Observant people going past Baltimore City Hall lately will have noticed that the edge planters around War Memorial plaza have been transformed into vegetable gardens. The Sun mentioned the change here.
According to the article, there is quite a cornucopia under way, including:
rhubarb, cucumbers, acorn squash, cabbage, lettuce, peppers, kale, sweet corn, red mustard greens, leeks, swiss chard,kohlrabi, beets, sweet potatoes, celery, cherry tomatoes, radishes, carrots, onions, eggplant,zucchini and various herbs!
Woah!
In fact, I've been noticing quite number of small vegetable garden patches popping up this spring. In the Charles Village neighborhood of Baltimore, where I live, Ive seen 5 or more blocks with at least one 'font yard' garden--a small vegetable garden in a space which last year was lawn.
[image from revivevictorygarden.org.]
The famous Obama vegetable garden, ( I couldn't believe this was wikified,-- god bless Wikipedia!) would like to claim some credit as the agitator of the recent bloom of unique-space vegetable gardens, but I think it's just as likely the souring economy as anything--so come to think of it, I guess that means Bush gets the credit.
Anyway, regardless of why, it's clear that when people have more free time and less money, gardening, especially in urban environments, makes sense.
As for the Baltimore veggie gardens, from a purely economic viewpoint, using public space to grow food for impoverished people (as will be done with the Baltimore crop) is most likely inefficient.
Paying city workers to tend small, mixed plots can never be as cost effective as, for instance, buying vegetables wholesale for distribution at food banks. But while this would be cheaper, it would probably be neither encouraging sustainable or organic agriculture, nor a departure from the generic 'script' for using city space and money.

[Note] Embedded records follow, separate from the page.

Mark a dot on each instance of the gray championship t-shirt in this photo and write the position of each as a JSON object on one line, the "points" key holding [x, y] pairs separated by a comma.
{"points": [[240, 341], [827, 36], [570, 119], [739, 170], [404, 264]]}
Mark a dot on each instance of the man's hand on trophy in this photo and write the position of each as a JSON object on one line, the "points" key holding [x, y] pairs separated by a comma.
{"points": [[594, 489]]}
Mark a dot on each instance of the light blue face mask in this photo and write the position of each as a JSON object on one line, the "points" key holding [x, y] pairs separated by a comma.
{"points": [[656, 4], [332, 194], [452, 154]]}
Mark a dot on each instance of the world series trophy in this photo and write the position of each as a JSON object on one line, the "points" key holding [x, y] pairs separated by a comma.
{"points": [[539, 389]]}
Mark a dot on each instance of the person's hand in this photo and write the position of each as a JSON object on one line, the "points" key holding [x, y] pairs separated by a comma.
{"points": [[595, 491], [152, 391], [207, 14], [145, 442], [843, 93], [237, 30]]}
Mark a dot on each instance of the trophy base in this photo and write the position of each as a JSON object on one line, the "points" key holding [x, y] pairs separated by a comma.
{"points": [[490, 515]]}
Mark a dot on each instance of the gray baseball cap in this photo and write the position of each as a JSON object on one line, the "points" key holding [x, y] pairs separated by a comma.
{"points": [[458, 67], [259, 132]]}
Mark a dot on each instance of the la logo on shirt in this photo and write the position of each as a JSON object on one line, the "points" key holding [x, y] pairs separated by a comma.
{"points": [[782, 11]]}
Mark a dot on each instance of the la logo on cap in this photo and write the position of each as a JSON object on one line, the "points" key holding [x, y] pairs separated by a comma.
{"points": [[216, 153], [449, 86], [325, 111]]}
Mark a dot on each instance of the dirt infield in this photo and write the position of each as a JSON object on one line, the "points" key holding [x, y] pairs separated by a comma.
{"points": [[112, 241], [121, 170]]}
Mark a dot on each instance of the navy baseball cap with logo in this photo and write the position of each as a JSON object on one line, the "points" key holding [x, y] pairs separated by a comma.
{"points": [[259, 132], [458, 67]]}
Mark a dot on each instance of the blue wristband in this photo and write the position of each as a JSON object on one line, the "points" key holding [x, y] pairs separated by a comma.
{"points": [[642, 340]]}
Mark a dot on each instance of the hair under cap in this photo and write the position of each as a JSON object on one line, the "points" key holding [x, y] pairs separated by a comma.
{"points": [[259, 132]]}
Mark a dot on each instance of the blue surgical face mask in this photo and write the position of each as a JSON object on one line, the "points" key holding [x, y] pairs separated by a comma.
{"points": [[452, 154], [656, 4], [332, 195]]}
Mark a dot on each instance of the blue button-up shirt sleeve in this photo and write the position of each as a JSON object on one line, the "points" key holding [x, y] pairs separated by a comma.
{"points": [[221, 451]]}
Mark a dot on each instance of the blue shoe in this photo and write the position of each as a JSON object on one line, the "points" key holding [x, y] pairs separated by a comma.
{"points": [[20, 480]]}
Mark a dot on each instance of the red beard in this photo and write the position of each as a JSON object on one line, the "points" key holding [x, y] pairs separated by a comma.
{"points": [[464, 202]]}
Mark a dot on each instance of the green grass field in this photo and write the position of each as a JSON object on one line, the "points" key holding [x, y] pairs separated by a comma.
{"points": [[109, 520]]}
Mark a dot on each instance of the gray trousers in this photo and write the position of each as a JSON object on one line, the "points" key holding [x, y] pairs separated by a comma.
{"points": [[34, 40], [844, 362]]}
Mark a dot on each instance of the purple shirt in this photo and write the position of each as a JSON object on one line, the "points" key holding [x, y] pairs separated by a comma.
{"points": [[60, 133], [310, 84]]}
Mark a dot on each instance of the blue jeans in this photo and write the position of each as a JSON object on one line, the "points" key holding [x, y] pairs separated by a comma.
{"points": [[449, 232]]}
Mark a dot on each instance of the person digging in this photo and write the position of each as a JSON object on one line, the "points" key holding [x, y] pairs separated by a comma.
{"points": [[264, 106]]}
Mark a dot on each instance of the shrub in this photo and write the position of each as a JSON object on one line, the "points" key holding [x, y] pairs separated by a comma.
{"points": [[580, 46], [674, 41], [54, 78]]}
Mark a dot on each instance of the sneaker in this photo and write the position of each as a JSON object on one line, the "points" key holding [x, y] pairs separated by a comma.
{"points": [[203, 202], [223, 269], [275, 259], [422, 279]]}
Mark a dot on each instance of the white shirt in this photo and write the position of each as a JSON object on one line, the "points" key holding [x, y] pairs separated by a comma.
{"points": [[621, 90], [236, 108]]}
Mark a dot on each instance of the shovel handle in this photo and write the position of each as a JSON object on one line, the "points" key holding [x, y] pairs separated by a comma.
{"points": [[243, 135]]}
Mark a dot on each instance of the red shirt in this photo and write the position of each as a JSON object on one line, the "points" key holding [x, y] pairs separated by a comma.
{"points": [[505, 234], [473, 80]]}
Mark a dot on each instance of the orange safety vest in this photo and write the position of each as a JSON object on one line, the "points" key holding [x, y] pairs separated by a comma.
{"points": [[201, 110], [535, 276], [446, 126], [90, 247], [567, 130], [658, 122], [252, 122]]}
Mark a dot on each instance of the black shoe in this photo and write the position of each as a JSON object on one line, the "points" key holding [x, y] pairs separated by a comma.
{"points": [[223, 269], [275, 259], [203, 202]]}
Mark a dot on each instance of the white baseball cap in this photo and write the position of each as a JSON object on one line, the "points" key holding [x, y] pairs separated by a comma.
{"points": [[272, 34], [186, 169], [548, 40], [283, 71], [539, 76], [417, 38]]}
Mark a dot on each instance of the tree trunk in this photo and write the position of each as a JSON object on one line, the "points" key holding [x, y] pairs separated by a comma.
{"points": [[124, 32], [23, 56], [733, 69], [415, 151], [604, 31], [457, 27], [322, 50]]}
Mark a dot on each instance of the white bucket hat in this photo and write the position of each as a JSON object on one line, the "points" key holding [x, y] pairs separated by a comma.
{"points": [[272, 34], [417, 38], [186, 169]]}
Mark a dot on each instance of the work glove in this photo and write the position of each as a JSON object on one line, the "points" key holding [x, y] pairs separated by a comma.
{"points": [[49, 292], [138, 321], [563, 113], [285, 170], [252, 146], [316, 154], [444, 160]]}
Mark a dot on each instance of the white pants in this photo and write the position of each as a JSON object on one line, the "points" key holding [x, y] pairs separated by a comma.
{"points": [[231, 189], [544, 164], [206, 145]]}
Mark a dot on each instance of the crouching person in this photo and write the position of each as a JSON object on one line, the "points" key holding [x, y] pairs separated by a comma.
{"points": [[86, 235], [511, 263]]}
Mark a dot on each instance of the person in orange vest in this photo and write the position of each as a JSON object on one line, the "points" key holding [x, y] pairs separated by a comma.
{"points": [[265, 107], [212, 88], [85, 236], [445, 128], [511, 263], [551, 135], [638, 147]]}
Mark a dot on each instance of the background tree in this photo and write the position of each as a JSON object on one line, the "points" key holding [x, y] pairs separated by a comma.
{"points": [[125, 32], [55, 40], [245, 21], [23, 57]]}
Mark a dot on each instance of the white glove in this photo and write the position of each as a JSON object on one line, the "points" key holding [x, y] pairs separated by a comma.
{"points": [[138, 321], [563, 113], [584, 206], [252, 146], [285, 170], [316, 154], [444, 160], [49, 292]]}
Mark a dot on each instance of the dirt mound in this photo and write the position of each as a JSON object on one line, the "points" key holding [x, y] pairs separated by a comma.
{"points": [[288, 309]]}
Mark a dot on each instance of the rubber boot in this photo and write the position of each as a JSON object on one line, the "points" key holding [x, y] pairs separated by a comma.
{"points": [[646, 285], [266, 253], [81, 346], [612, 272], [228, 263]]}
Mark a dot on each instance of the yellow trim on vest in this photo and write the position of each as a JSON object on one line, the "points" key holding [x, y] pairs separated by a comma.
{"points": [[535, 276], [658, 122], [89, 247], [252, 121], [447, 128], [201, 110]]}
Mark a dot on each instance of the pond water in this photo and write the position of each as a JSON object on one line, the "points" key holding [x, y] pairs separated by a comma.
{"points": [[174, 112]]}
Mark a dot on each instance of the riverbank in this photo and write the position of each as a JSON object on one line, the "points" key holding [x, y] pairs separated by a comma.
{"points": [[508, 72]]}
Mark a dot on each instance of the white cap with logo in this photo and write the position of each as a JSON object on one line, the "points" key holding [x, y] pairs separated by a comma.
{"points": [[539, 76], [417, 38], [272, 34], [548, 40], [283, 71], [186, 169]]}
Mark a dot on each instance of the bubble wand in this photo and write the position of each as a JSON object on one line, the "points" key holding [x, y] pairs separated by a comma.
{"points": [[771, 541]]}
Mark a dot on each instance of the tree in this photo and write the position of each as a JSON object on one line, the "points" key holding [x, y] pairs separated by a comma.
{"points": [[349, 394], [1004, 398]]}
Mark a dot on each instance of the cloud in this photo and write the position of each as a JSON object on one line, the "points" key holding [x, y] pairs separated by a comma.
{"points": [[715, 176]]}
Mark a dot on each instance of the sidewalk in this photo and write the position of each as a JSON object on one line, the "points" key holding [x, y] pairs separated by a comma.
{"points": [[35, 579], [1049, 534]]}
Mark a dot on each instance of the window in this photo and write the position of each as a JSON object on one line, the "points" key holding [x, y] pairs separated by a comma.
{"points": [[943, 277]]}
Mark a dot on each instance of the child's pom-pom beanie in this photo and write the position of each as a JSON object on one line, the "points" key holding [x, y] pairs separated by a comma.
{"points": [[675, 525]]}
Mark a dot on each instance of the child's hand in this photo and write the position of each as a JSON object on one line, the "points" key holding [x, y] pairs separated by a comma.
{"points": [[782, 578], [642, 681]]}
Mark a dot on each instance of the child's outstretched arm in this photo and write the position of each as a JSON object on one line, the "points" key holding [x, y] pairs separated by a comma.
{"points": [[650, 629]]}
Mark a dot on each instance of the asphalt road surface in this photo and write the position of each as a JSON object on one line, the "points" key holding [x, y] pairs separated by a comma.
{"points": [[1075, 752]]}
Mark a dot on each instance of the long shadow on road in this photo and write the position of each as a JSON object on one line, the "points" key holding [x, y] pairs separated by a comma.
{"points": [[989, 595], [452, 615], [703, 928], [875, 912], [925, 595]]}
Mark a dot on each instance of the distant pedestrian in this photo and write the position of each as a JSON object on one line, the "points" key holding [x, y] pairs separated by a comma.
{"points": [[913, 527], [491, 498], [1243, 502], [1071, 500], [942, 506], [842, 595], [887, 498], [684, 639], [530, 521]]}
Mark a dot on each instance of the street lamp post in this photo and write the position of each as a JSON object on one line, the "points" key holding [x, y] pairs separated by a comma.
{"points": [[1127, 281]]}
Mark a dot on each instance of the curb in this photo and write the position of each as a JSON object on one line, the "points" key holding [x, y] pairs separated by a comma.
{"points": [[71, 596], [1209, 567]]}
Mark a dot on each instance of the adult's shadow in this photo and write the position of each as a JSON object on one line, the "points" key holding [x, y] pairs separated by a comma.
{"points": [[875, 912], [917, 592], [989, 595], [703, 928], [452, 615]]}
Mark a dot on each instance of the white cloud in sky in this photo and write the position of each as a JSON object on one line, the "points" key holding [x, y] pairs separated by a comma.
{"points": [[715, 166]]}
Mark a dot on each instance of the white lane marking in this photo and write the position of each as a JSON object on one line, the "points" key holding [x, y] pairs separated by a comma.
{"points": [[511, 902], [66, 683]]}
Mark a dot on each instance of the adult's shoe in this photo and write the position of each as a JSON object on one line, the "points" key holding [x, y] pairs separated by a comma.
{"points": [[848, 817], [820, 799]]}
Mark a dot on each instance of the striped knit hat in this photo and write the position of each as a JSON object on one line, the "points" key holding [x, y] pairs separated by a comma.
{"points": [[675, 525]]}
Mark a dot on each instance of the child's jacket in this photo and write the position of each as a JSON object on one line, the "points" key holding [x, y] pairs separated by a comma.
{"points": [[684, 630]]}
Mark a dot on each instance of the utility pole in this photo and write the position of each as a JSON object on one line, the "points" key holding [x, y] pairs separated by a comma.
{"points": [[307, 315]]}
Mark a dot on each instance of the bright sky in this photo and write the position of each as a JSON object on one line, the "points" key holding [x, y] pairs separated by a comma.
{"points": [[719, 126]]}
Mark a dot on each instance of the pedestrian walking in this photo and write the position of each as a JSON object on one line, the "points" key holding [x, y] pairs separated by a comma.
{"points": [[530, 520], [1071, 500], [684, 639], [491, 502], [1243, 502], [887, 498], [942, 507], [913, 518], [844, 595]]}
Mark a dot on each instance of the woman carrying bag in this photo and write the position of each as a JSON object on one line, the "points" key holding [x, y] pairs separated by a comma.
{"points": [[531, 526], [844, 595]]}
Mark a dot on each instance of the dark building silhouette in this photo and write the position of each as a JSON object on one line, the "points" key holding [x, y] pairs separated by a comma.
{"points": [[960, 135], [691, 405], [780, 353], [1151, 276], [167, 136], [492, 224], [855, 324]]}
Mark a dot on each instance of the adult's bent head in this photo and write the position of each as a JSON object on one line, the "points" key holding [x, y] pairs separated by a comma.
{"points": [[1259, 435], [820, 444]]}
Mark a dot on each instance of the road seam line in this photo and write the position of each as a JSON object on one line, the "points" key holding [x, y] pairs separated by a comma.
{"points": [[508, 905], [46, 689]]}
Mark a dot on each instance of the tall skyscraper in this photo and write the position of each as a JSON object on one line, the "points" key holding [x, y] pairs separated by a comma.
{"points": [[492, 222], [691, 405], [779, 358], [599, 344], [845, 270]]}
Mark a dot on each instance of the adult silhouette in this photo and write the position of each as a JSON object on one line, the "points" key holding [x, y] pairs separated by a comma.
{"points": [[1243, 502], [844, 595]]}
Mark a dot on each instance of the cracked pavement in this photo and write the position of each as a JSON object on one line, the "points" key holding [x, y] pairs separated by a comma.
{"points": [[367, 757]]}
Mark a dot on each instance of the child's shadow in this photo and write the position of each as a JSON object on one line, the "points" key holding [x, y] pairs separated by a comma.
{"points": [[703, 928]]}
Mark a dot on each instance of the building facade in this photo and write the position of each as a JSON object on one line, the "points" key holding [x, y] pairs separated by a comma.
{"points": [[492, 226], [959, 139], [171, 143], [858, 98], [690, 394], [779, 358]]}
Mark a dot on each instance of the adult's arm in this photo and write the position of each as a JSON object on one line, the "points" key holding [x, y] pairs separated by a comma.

Mayor Sheila Dixon hopes that the Baltimore vegetable gardens will "show that...an urban environment...can still maintain healthy eating."--which is important, yes--but I think whats most notable about the project is that it shows dramatically how urban space can be put to innovative uses.
Courtyards, empty lots, parking decks could offer the city more than bland expanses of eyesore. They could offer engagement-- and purpose.
[A variation on the urban vertical farm, a "farmscraper" (image from treehugger.com.) ]
Community gardens, allotment gardens (both of which can be found in Baltimore), green roofs, green walls and even extreme implementations like guerrilla gardens (is that what these are called?) and farmscrapers are all transformative uses for urban space which make environments aesthetically pleasing (by including growing life), useful, edible and engaging--in short, livable.
[A green wall made of melon plants at the Itabashi Primary school in Tokyo. (from Wikipedia)]
In the past month I've noticed two of the tiny lawns on my block have been torn out and replaced with small vegetable gardens, and I think it's a good sign.
Small private patches, community projects and municipal projects all engage the city in different ways, on different scales, but they make the city a more interesting place to be.